To run the unit tests, make sure that the pytest module is installed first:

python -m pytest

Run Unit Tests across multiple python versions with Tox

Tox is a useful tool to quickly run pytest across multiple python versions by managing a set of python environments for you. A tox.ini file is provided that targets python3.8 - 3.12. Note that this will also install older versions of libraries like numpy which helps to catch incompatibilities with older versions of those libraries too.

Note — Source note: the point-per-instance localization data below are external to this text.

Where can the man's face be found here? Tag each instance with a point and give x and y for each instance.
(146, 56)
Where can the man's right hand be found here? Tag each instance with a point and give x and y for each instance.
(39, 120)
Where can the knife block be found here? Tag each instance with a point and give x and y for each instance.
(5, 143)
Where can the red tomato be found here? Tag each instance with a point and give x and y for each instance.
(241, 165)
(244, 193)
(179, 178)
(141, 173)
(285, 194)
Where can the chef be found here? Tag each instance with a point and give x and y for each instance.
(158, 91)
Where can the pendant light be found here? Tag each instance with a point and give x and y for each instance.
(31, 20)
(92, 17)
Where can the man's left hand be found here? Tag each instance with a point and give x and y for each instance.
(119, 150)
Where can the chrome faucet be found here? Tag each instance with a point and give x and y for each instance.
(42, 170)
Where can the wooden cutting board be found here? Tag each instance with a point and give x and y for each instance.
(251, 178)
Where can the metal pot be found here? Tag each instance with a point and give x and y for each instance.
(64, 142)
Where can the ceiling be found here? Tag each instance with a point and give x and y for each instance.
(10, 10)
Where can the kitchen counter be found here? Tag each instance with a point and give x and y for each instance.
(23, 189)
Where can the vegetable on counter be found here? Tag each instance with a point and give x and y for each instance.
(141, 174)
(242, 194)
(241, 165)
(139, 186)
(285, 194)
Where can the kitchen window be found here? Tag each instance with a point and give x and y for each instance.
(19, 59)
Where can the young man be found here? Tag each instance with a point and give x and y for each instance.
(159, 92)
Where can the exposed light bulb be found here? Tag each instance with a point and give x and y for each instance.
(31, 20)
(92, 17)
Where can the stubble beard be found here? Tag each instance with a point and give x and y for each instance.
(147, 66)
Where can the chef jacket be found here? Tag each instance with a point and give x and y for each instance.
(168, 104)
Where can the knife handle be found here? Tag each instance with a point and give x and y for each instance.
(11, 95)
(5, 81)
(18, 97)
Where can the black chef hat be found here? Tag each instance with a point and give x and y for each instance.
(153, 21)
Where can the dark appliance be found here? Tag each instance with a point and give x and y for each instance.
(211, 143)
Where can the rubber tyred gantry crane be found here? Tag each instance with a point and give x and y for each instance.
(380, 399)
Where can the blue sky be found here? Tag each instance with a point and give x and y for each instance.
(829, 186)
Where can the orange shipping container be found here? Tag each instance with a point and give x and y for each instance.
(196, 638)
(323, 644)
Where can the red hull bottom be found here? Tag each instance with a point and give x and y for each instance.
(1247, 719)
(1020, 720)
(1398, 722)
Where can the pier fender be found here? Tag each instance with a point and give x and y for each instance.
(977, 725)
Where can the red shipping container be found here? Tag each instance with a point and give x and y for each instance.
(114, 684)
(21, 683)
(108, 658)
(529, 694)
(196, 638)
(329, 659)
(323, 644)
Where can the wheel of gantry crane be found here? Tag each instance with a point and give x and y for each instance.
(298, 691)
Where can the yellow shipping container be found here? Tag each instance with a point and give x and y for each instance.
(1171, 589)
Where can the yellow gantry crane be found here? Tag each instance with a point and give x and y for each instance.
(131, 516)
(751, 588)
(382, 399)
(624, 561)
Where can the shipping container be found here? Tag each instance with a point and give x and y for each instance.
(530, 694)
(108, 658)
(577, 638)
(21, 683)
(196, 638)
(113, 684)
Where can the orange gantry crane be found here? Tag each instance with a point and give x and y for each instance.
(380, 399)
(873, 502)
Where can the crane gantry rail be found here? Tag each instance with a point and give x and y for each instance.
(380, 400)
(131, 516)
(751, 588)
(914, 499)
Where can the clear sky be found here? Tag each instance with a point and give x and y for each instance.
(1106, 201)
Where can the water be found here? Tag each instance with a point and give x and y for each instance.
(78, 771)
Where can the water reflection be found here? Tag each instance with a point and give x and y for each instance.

To run tox, install it, modify the ODC_HOME = ../build line in tox.ini to point to a build of odc, this will be reused for all the tests. Then run

tox

The first run will take a while for it to install all the environments but after that it's very fast.

Build Documentation

To build the documentation locally, please install the Python dependencies first:

cd docs
pip install -r requirements.txt
make html

The built HTML documentation will be available under the docs/_build/html/index.html path.

License

This software is licensed under the terms of the Apache Licence Version 2.0 which can be obtained at http://www.apache.org/licenses/LICENSE-2.0.

In applying this licence, ECMWF does not waive the privileges and immunities granted to it by virtue of its status as an intergovernmental organisation nor does it submit to any jurisdiction.